We had fun investigating the murders in Part I, and the subplot where Phiravno was being specifically singled out by The Master as his “special friend” really got us all engaged.
The imagery in this horror adventure was very well done. The scarecrow-ghouls out at the farmhouse creeped people out and then the haunted house (Foxglove Manor) was superb. I once ran a haunted house of this type (I talk about it in my essay on horror gaming) and this was the best example of the genre I’ve seen. All the PCs were creeped out and started behaving more realistically than their usual stud/mercenary selves (refusing to search rooms that were too gruesome, etc.)
My five year old daughter always wants me to tell her what happened at gaming. She *loved* the haunted house story. She was cross that the first telling ended with us prepared to go into the attic, and she didn’t like waiting two weeks to find out what happened. She’s asked to hear the story several times again since. I sanitize it a bit, but these kids nowadays with their TV shows like “Billy & Mandy” aren’t too shockable. Here’s a bit of real dialogue from my storytelling session.

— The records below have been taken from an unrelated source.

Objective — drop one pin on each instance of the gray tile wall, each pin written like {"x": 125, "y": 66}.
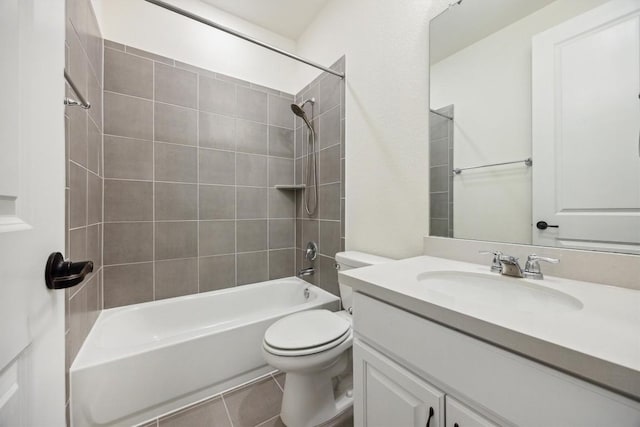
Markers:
{"x": 190, "y": 161}
{"x": 326, "y": 226}
{"x": 440, "y": 173}
{"x": 84, "y": 178}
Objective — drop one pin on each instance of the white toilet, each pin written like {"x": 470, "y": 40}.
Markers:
{"x": 312, "y": 347}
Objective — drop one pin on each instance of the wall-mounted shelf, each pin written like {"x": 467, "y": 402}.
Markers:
{"x": 291, "y": 187}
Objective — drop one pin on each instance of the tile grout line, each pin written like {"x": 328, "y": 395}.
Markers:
{"x": 153, "y": 183}
{"x": 198, "y": 183}
{"x": 235, "y": 186}
{"x": 226, "y": 408}
{"x": 268, "y": 178}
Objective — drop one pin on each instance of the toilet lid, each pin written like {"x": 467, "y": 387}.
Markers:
{"x": 306, "y": 329}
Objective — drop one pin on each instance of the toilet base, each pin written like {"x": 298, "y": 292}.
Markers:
{"x": 309, "y": 400}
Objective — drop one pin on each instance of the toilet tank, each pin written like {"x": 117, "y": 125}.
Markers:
{"x": 353, "y": 259}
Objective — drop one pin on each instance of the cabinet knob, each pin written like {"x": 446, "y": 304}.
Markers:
{"x": 430, "y": 416}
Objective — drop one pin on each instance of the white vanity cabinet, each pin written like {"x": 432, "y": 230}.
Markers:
{"x": 392, "y": 396}
{"x": 404, "y": 364}
{"x": 459, "y": 415}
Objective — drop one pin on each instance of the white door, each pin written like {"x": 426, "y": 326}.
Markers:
{"x": 388, "y": 395}
{"x": 31, "y": 211}
{"x": 586, "y": 125}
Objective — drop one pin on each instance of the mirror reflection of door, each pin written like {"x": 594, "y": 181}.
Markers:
{"x": 553, "y": 80}
{"x": 586, "y": 124}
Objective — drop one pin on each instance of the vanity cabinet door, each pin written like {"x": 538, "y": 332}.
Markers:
{"x": 459, "y": 415}
{"x": 388, "y": 395}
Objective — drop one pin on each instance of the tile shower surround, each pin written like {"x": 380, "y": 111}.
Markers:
{"x": 84, "y": 174}
{"x": 190, "y": 161}
{"x": 440, "y": 173}
{"x": 326, "y": 226}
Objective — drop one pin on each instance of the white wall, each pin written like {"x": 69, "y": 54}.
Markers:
{"x": 387, "y": 70}
{"x": 493, "y": 124}
{"x": 146, "y": 26}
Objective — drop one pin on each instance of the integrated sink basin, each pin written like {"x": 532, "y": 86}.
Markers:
{"x": 499, "y": 292}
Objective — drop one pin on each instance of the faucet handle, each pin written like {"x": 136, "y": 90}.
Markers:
{"x": 532, "y": 267}
{"x": 496, "y": 265}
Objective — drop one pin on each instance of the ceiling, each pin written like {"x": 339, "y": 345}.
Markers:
{"x": 288, "y": 18}
{"x": 464, "y": 24}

Daddy: “And then they went into a room and all the walls were ripped up like by something with claws, except for this one painting that was turned around and hung facing the wall. One of Daddy’s friends went up and turned it around, and… What do you think it was?”
Five year old: “A booby trap?”
Daddy: “Ah, you’re smarter than Daddy’s friend was. Yes, the painting exploded and covered him with goo and he got sick.”
Five year old: “He should know better.”
The denoument of the haunted house in Part II was a little confusing and not quite as bad ass as the previous chapter, but overall it was boss.
Then we visited Magnimar, which was OK, but we wished there was a player handout like there was for Sandpoint; we really didn’t get enough of a feel for it.
I nearly bought it at the lumber mill in Magnimar in Part III. Talk about true D&D style encounter locations. Since it’s cultists running the mill, they attack fanatically whenever someone comes in even though it’s in the middle of the fricking workday and I’m pretending to be a lumber buyer. I guess they don’t have to buy anything, sell anything, or interact with anyone, despite being in the middle of a large city. </sarcasm> Luckily my Glitterdust and celestial bison combo was more than a match for four cultists, and I ran my dwarf ass out of there and got the rest of the party for a full sweep & clear.
Xanesha nearly killed us all. Even the best of us could only hit her on a 20 since she was fully buffed (and that only after the invisibility, illusion, and mirror image were gone). The DM was merciful on those escaping her by fleeing down the stairs, and Xanesha made a bad decision in following the PCs escaping on the summoned hippogriff as it turned out to be way faster than she was.
Character-wise, the merits of the various characters became more established. Ravno, with his Book of Nine Swords moves and Varisian scarf, was capable of huge amounts of damage. Doing it with a scarf, however, led to a less than butch reputation. Prince Eyorak was traded in for Apollo as he had become percieved as more craven than the player had intended and he wasn’t sure how to pull out of that. Roscoe the cleric was an incredible undead-killing machine. Maru Maru suffered from the classic monk problem of the “flurry of misses”. Hulmar got a lot of mileage out of his high Tumble and scout skirmish ability. Artkel, despite being listed at the beginning of the session summaries, was pretty much MIA by this point (his player hasn’t returned). And of course Valgrim is a summoning machine who KNOWS ALL!